Mexico
A ghost town reached through a single mine tunnel, where Wixárika pilgrims walk the sacred desert beyond.
The road in is the first test. A single-lane tunnel bored through a mountain — 2.3 kilometres of darkness, one car's width, an oncoming set of headlights meaning one of you reverses — deposits you in a ghost town at 2,750 metres that silver built and silver abandoned.
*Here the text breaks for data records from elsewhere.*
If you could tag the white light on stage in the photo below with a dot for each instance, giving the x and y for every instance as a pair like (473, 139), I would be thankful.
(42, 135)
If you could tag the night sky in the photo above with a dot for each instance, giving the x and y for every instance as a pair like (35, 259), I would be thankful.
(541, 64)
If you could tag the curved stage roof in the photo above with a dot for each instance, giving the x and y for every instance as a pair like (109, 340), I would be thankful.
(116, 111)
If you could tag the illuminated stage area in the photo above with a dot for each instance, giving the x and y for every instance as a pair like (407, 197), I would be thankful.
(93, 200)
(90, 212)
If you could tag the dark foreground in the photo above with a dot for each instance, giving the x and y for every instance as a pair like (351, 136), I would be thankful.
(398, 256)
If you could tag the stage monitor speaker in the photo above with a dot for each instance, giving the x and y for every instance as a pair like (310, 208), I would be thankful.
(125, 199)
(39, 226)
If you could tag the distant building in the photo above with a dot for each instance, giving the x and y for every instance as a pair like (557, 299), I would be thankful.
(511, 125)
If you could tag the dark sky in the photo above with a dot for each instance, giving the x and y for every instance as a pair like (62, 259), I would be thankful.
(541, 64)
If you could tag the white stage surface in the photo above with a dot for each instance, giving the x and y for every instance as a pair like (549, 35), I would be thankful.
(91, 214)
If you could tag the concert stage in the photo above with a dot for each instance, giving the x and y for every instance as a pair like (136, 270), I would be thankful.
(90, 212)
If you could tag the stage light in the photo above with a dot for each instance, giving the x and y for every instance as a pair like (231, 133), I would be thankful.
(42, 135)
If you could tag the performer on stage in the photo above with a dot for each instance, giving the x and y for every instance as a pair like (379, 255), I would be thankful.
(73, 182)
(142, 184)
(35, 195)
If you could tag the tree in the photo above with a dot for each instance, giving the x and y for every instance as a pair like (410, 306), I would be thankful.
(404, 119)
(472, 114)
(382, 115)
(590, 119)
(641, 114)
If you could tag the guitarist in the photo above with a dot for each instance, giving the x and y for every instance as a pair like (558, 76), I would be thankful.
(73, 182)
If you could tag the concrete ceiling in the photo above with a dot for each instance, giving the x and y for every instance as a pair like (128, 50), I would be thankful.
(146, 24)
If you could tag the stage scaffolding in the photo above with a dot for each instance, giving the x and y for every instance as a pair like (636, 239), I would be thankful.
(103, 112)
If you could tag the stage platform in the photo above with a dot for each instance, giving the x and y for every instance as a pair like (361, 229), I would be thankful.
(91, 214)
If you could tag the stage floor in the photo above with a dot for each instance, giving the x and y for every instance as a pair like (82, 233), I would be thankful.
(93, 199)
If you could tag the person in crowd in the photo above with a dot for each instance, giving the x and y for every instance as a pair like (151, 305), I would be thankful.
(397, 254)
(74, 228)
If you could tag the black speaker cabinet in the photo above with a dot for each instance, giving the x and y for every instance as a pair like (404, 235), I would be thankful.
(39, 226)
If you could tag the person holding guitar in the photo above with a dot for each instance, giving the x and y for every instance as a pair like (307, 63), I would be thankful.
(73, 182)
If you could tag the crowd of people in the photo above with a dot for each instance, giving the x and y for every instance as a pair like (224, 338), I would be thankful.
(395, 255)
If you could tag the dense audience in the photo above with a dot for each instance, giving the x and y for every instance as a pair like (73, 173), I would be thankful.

Real de Catorce was one of Mexico's wealthiest mining towns in the 18th century, with a population of 40,000, a bullring, and a mint. When the silver ran out, so did the people. The town now has fewer than 1,000 residents and the atmosphere of genuine abandonment — roofless buildings, cobblestoned streets returning to dust, and the Parroquia de la Purísima Concepción still drawing pilgrims to a supposedly miraculous image of Saint Francis of Assisi. Beyond the town, the Wirikuta desert stretches toward the horizon — the most sacred site for the Wixárika (Huichol) people, who make annual pilgrimages to collect peyote. Willy jeep tours cross the desert to former mining operations and viewpoints, but the real draw is the town's atmosphere: high-altitude light, absolute silence, and the strange energy of a place that refuses to fully die or fully live.
Solo
The tunnel entrance, the ghost-town silence, and the desert beyond — Real de Catorce is Mexico's most atmospheric solo destination for those who prefer emptiness to crowds.
Couple
Candlelit restaurants in stone buildings, the high-altitude stars, and the sense of being somewhere most travellers will never find — romance here is earned by the journey in.
Gorditas de horno — baked corn pockets stuffed with nopales and cheese — from the plaza vendors.
Mezcal and asado de boda — a chilli-rich pork wedding stew — in candlelit stone-walled restaurants.